Velocity: The Best of Apples and Snakes

Black Spring Press/Arts Council

Cover of Velocity

The year 2003 is the twenty first anniversary of Apples and Snakes, the platform of poetry which is meant to be popular, relevant, cross-cultural and accessible to the widest possible range of people. Later, the organisation's word poetry was replaced by a more appropriate synonym for performance poetry - spoken word.

The anthology Velocity has the aim to transfer mainly performance poetry into the world of written. Now, here is where the problems begin. So much of performance poetry is written only for performance by a particular person (usually the writers themselves), so it seldom stands up on page. When written, many poems of such kind lose it's impact, the delivery and purpose. However, it must be said that Velocity contains works of poets who are strong both on page and as performers. This surely is something that has to be commended.

Luckily, the twenty one years of Apples and Snakes has seen an incredible amount of talent, so that this anthology offers a whole wide spectrum of various poets with completely different styles, from conservative rhymed poems, to modern innovative and contemporary forms.

Velocity contains works of proven poets, whose work is expected to represent a template for contemporary verse. Michael Donaghy gives us Southwesternmost and Exile's End, his talented and precise work which never fails to impress.

Mimi Khalvati is in there, Roger McGough, Brian Pattern, Grace Nichols et al, but Velocity furthermore rewards us by giving us an opportunity to read younger talents, that are dominating London's Performance Poetry scene, but whose work stands strong and proud when written down. How can anyone fail to feel deepest emotions after reading Zena Edwards' Blankets and Roses, or Jacob Sam-La Rose's Bone, or Aoife Mannix's Only the Essentials. These three are probably best examples how poetry can reach highest effectiveness both when performed and read straight from the page.

The writer of these lines has been auspicious enough to witness the wonderful birthday party of Apples and Snakes, where many poets from this anthology read their work on the same stage where A&S organised their first reading, exactly 21 years ago. The versatility and the offering of talent in this way can only be achieved by good old Apples and Snakes. Hats off!

Conversely, there are verses in this anthology written by well established poets who fail to impress at all and whose work is completely over shadowed by younger newcomers.

Michael Horovitz's poem Some Poets are Politicians is lacking inspiration and inventiveness. Same goes for Billy Childish's tediously repetitive We Have War Because We Love War (when will the unimaginative preaching end?), that has an atrocious form.
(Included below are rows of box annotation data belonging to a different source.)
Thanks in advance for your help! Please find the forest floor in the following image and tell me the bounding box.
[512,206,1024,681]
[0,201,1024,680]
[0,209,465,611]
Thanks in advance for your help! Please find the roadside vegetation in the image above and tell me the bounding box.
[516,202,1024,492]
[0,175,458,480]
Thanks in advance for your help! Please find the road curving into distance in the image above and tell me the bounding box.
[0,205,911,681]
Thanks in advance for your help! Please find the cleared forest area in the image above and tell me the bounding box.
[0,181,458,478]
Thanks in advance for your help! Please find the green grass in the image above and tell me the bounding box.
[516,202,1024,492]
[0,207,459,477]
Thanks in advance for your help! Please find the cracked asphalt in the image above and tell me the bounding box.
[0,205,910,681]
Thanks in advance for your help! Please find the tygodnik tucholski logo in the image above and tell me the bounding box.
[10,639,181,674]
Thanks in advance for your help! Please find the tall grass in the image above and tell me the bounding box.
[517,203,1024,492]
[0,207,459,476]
How can anyone really wish to see totally pointless and talentless childish drawings by John Hegley? And poets that dub themselves pseudonyms such as "Nicholas Urbanspirit Makoha", "Thom the World Poet" and "Mr. Social Control" are definitely suspicious.
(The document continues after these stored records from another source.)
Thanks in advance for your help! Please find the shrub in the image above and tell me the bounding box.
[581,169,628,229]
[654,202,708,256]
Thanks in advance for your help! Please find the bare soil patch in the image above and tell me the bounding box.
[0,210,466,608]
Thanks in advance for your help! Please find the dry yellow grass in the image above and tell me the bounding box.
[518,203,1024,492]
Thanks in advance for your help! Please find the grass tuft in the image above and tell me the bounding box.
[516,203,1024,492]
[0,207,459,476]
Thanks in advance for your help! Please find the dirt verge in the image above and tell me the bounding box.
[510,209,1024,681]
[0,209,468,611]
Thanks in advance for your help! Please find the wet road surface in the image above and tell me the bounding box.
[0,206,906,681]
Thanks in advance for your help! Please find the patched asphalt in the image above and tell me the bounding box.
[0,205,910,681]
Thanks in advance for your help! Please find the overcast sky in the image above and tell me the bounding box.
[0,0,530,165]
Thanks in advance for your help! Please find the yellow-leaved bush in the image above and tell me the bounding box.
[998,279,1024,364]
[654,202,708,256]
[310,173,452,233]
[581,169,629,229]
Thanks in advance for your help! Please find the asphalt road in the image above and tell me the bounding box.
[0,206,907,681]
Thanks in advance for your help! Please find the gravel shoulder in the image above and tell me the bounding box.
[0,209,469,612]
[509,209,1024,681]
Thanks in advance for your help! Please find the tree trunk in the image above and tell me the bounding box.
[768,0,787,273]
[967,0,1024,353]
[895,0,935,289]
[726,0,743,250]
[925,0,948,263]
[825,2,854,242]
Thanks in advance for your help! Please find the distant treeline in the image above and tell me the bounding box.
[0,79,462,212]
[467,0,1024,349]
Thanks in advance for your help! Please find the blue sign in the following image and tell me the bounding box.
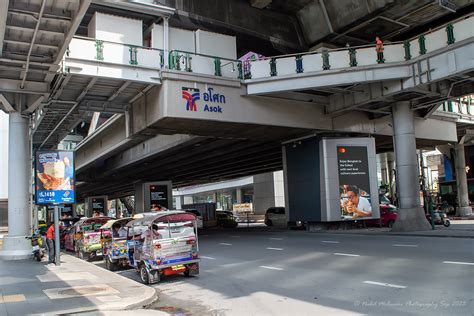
[35,150,75,204]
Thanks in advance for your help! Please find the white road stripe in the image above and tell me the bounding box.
[364,281,407,289]
[260,266,283,271]
[392,244,418,247]
[334,252,360,257]
[443,261,474,266]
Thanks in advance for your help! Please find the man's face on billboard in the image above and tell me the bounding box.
[347,191,359,205]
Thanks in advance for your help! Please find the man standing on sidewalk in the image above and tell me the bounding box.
[46,223,56,263]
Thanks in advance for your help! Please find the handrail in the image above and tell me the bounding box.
[170,49,242,63]
[73,35,163,52]
[249,13,474,62]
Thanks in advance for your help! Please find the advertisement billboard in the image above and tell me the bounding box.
[337,146,377,220]
[150,185,169,211]
[35,150,75,204]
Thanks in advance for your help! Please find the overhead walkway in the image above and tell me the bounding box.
[67,16,474,196]
[245,16,474,116]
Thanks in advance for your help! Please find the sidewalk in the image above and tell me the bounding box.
[311,220,474,238]
[0,254,157,315]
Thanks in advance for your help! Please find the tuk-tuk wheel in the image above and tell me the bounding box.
[140,263,150,284]
[104,256,118,271]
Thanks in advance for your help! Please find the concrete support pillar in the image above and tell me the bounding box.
[392,102,431,231]
[0,112,31,260]
[235,188,242,204]
[454,143,472,216]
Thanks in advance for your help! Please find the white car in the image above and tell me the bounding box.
[183,208,204,229]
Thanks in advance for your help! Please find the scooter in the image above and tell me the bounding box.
[426,211,451,227]
[25,233,45,262]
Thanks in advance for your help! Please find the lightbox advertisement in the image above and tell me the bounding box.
[337,146,372,220]
[35,150,75,204]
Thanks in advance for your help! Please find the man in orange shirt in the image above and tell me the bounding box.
[46,223,56,263]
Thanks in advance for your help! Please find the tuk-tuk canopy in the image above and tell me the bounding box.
[100,217,133,229]
[127,211,196,227]
[75,217,112,226]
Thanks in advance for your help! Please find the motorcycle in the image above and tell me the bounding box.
[25,233,45,262]
[426,212,451,227]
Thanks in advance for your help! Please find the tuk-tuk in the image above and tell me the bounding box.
[100,217,133,271]
[127,211,199,284]
[74,217,110,261]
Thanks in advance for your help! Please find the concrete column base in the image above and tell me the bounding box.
[391,207,432,232]
[0,236,32,260]
[457,206,472,216]
[306,223,328,232]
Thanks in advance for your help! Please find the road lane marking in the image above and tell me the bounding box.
[2,294,26,303]
[443,261,474,266]
[260,266,283,271]
[363,281,407,289]
[392,244,418,247]
[334,252,360,257]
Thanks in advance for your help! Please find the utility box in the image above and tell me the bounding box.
[135,181,173,213]
[195,30,237,59]
[151,24,196,53]
[284,137,380,222]
[87,12,143,46]
[182,203,217,227]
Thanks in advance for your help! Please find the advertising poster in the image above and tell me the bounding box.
[92,198,105,214]
[337,146,372,220]
[35,150,75,204]
[150,185,168,211]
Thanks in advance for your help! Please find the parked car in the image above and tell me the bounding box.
[183,208,204,229]
[265,207,288,226]
[216,211,238,228]
[365,204,398,228]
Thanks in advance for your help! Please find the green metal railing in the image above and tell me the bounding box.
[245,15,474,79]
[168,50,243,79]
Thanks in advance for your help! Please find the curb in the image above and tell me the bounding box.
[61,251,158,311]
[308,231,474,239]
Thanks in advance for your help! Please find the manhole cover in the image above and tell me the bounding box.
[43,284,120,299]
[58,286,107,295]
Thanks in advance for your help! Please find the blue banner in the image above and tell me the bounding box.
[35,150,75,204]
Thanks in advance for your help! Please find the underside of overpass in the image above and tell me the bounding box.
[77,127,445,199]
[78,0,473,56]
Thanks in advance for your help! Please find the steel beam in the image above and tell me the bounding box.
[0,93,15,113]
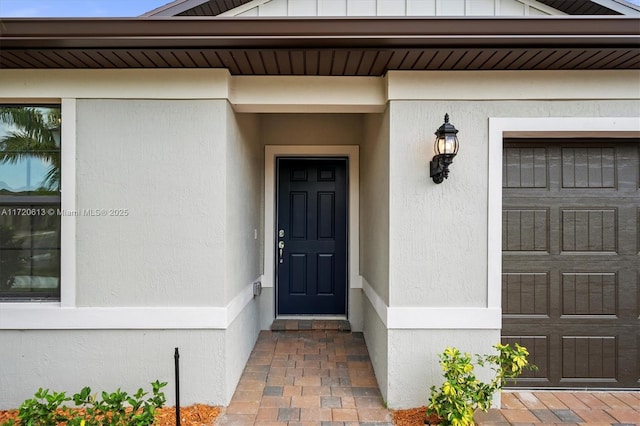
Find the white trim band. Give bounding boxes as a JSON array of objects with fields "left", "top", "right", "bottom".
[
  {"left": 0, "top": 278, "right": 260, "bottom": 330},
  {"left": 362, "top": 277, "right": 502, "bottom": 330}
]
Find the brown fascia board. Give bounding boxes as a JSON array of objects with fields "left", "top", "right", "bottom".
[{"left": 0, "top": 16, "right": 640, "bottom": 49}]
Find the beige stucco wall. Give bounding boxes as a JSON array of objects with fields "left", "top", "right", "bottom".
[
  {"left": 0, "top": 330, "right": 226, "bottom": 409},
  {"left": 360, "top": 110, "right": 390, "bottom": 305},
  {"left": 386, "top": 95, "right": 640, "bottom": 408},
  {"left": 76, "top": 100, "right": 228, "bottom": 306},
  {"left": 389, "top": 98, "right": 640, "bottom": 307},
  {"left": 223, "top": 104, "right": 264, "bottom": 403},
  {"left": 260, "top": 114, "right": 363, "bottom": 145}
]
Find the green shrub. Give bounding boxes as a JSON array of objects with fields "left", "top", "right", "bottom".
[
  {"left": 427, "top": 343, "right": 536, "bottom": 426},
  {"left": 1, "top": 380, "right": 167, "bottom": 426}
]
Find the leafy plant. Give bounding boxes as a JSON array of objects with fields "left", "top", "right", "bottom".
[
  {"left": 427, "top": 343, "right": 537, "bottom": 426},
  {"left": 1, "top": 380, "right": 167, "bottom": 426}
]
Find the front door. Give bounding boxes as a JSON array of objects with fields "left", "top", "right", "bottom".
[{"left": 275, "top": 158, "right": 347, "bottom": 315}]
Fortunately, Velocity brings us new aptitudes, new hopes and bright forms, reminding audiences that the twenty one years of Apples and Snakes was a well worthwhile, damn useful and productive period of offering young talents opportunities to display their poetic know-how and to strengthen their confidence and wish to write and produce great pieces of poetry. Well done Apples and Snakes. See you in another twenty one years.